Cyclist Niyonshuti in search for new team

RWANDAN cyclist Adrien Niyonshuti and two-time flag bearer for Rwanda’s summer Olympics team is on a hunt for a 2018 pro contract, having ended his two-year World Tour run with South Africa’s Team Dimension Data-Qhubeka.

Tuesday, December 12, 2017
Rwanda cyclist icon, Adrien Niyonshuti. (Courtesy)

RWANDAN cyclist Adrien Niyonshuti and two-time flag bearer for Rwanda’s summer Olympics team is on a hunt for a 2018 pro contract, having ended his two-year World Tour run with South Africa’s Team Dimension Data-Qhubeka.

Niyonshuti, 30, raced for the South African team for nine seasons as it progressed from the UCI Continental to Pro Continental and finally World Tour status.

Talking to www.velonews.com, Niyonshuti said "I am hoping and trying hard to get another sponsorship so I can stay in cycling through 2020. To find a new team to work with would be the dream.”

Niyonshuti said he hopes to stay in cycling’s World Tour, however, he is also looking at Pro Continental and Continental teams as well.
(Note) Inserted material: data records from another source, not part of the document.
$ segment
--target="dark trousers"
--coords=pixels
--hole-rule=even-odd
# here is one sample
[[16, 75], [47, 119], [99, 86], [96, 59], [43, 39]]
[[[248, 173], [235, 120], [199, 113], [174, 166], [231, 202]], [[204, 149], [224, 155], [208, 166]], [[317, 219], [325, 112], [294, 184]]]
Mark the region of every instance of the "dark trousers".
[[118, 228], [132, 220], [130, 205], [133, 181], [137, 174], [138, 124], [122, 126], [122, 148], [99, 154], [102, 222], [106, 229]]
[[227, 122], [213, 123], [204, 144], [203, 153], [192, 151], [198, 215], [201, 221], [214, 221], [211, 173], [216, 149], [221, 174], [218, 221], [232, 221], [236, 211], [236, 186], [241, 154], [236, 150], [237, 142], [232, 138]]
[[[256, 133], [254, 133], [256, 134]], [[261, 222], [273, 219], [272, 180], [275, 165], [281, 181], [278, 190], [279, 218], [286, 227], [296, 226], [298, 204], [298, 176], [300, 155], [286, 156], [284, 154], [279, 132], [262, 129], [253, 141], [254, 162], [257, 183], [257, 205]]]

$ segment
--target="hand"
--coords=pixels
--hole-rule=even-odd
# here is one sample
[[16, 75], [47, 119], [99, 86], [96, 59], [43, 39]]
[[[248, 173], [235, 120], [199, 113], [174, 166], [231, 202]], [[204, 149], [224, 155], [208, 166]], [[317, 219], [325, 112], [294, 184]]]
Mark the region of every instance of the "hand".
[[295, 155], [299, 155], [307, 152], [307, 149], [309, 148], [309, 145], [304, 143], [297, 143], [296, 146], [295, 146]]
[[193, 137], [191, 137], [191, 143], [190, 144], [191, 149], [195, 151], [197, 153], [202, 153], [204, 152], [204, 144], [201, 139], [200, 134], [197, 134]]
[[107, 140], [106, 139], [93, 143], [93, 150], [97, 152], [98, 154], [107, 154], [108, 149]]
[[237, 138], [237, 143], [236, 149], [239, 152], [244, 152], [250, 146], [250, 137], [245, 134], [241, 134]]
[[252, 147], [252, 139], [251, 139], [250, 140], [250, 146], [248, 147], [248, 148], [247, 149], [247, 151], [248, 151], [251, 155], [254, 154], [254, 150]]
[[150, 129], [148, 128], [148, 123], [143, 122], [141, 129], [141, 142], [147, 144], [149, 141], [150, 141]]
He has also not ruled out a return to professional mountain bike racing; Niyonshuti raced mountain bike cross-country at the 2012 summer Olympics in London.

"For road bike, it would be much better, as I have eight years as a professional and five years in Europe,” Niyonshuti said. "I feel like individual racing like mountain biking is also good for me,” he added.

Niyonshuti’s departure from Dimension Data follows that of Algerian rider Youcef Reguigui and Eritrean rider Daniel Teklehaimanot, who wore the polka-dot jersey during the 2015 Tour de France. Team principal Doug Ryder attributed the departures to the limited space on his team’s 2018 roster.

If Niyonshuti is unable to find a team, he said he would return to Rwanda to work with the country’s cycling federation and his personal charity group, the Niyonshuti Cycling Academy. Based in his hometown of Rwamagana, the programme provides cycling leadership to young Rwandans.

Like other World Tour teams, Dimension Data has felt the pinch of the new UCI roster reduction for grand tour squads from nine to eight riders. The South African team has reduced its squad for 2018 from 28 riders to 27.

"Niyonshuti is probably the most loyal and dedicated individual that exists in cycling,” Ryder said. "He is an incredible human being,” team Principal Doug Ryder said.

"Like all teams, we have been fighting for survival, and we needed to make hard decisions. Unfortunately, that means Teklehaimanot and Niyonshuti did not make the cut. They were not at the level that we need at this time,” Ryder added.

Niyonshuti was the focal point of the 2013 film "Rising from Ashes,” which chronicled the progress of Rwanda’s national cycling team and its goal of qualifying a rider for the Olympics. The film discusses Niyonshuti tragic family history; he lost dozens of relatives during Rwanda’s genocide in 1994.

In 2006 Niyonshuti connected with Americans Tom Ritchey and Jonathan Boyer, whose nonprofit Project Rwanda worked to create the country’s first national cycling team.

Niyonshuti won the Tour of Rwanda in 2008 and won the country’s national road race title from 2010-12. He also won Rwanda’s national time trial championships in 2016 and 2017.

In 2009 former Team Rwanda coach Jonathan Boyer helped Niyonshuti gain a spot on Ryder’s UCI Continental team, then called MTN-Energade.